= Kosmas Thesprotos =

Greek scholar, priest and theologian

Kosmas Thesprotos or Kosmas o Thesprotos (Κοσμάς ο Θεσπρωτός Kosmas the Thesprotian, 1780[;]–1852) was a Greek scholar, priest and theologian.

== Life ==
Kosmas was born as Kyritsis Kotras (Κυρίτσης (diminutive of Kyriakos) Κότρας) in the village of Jorgucat (Gr. Georgutsates, Γεωργουτσάτες), Dropull region in modern southern Albania, then Ottoman Empire. In 1805 he became a priest and changed his name to Kosmas. The following years he became a student of Athanasios Psalidas, a major figure of the modern Greek Enlightenment and graduated from the Kaplaneios School of Ioannina at 1815. He taught in several schools in Epirus region and after the successful Greek War of Independence (1821–1830) he moved to Athens were continued his educational activity. He died in Karpenisi, at 1852.

== Works ==
One of his famous works was the Γεωγραφία Αλβανίας και Ηπείρου (Geography of Albania and Epirus), based on the teachings of his teacher Psalidas. It was composed around 1833. It is a geographical treatise which describes geographically Albania and Epirus. Kosmas in this work adopted the notion of Psalidas that placed the geographical border between Epirus and Albania along the river Vjose (Aoos). This work was completed after his graduation from the Kaplaneios, when he worked as a teacher in various Greek schools in Epirus.
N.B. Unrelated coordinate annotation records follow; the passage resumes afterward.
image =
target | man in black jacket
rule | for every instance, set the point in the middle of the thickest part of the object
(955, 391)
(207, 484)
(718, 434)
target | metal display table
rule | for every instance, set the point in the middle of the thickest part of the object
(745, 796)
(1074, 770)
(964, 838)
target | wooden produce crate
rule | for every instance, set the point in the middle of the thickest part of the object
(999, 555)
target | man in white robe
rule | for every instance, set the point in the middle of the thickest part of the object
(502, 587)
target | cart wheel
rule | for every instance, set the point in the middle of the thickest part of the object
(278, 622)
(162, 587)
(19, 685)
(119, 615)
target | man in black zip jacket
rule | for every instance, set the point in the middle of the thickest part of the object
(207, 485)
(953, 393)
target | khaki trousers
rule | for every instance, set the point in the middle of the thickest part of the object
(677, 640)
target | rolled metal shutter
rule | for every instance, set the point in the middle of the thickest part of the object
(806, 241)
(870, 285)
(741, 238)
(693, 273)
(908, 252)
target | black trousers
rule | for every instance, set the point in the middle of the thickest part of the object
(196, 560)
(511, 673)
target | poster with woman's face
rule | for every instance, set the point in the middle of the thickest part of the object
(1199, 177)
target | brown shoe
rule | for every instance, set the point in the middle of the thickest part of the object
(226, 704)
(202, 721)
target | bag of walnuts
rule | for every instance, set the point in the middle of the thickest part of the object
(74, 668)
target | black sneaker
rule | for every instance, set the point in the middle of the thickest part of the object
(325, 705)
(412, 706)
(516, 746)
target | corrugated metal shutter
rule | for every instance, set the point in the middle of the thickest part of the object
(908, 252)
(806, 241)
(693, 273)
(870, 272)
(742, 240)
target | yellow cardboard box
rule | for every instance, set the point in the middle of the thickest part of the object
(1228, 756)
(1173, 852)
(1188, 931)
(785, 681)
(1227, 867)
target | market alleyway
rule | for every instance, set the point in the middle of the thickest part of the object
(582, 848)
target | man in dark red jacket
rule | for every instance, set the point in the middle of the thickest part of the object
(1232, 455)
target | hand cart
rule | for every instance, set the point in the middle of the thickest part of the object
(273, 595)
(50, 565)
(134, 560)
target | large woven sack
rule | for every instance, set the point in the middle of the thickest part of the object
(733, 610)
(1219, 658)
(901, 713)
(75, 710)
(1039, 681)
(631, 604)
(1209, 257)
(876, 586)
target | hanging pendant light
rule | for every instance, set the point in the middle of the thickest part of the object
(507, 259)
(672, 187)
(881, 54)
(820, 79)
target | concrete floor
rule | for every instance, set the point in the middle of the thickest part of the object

He also wrote the following works:

- Γεωγραφία Αλβανίας και Ηπείρου (Geography of Albania and Epirus)
- Εγχειρίδιο φιλοσοφίας (Manual of Philosophy)
- Ποιημάτιον (Poem).
- Cosmas Thesprotos, La complainte d’Ali Pacha. Éd. critique avec trad. et glossaire par Yvon Tarabout. Publications Langues’O, Paris 1983.